Soils in boreal forests contain large stocks of carbon. Plants are the main source of this carbon through tissue residues and root exudates. A major part of the exudates are allocated to symbiotic ectomycorrhizal fungi. In return, the plant receives nutrients, in particular nitrogen from the mycorrhizal fungi. To capture the nitrogen, the fungi must at least partly disrupt the recalcitrant organic matterprotein complexes within which the nitrogen is embedded. This disruption process is poorly characterized. We used spectroscopic analyses and transcriptome profiling to examine the mechanism by which the ectomycorrhizal fungus Paxillus involutus degrades organic matter when acquiring nitrogen from plant litter. The fungus partially degraded polysaccharides and modified the structure of polyphenols. The observed chemical changes were consistent with a hydroxyl radical attack, involving Fenton chemistry similar to that of brown-rot fungi.

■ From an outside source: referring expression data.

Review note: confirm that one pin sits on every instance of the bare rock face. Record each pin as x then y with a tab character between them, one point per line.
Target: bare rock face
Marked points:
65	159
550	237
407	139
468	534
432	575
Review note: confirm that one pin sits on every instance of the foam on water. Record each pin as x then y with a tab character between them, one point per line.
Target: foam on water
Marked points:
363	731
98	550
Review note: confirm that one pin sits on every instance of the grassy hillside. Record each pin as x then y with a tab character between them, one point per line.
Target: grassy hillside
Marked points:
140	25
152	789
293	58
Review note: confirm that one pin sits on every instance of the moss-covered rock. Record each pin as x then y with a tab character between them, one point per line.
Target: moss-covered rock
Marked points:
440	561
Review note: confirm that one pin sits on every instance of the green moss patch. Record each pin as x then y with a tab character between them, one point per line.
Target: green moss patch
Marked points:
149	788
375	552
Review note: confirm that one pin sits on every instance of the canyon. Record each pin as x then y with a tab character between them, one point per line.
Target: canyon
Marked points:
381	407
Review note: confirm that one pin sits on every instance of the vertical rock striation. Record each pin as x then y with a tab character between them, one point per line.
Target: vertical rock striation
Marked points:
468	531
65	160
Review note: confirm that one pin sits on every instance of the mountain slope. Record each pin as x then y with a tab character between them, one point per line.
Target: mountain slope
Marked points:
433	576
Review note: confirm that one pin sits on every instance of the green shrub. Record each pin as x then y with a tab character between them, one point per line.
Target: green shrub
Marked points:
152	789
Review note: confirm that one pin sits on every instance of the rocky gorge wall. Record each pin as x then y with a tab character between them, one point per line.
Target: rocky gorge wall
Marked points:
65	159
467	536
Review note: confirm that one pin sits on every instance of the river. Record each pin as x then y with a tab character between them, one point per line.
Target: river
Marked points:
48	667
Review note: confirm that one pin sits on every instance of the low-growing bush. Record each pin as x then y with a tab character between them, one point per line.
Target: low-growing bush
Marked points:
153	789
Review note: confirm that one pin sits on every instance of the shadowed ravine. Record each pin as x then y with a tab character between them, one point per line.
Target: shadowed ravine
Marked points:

The set of enzymes expressed by Pa. involutus during the degradation of the organic matter was similar to the set of enzymes involved in the oxidative degradation of wood by brown-rot fungi. However, Pa. involutus lacked transcripts encoding extracellular enzymes needed for metabolizing the released carbon. The saprotrophic activity has been reduced to a radical-based biodegradation system that can efficiently disrupt the organic matterprotein complexes and thereby mobilize the entrapped nutrients. We suggest that the released carbon then becomes available for further degradation and assimilation by commensal microbes, and that these activities have been lost in ectomycorrhizal fungi as an adaptation to symbiotic growth on host photosynthate. The interdependence of ectomycorrhizal symbionts and saprophytic microbes would provide a key link in the turnover of nutrients and carbon in forest ecosystems.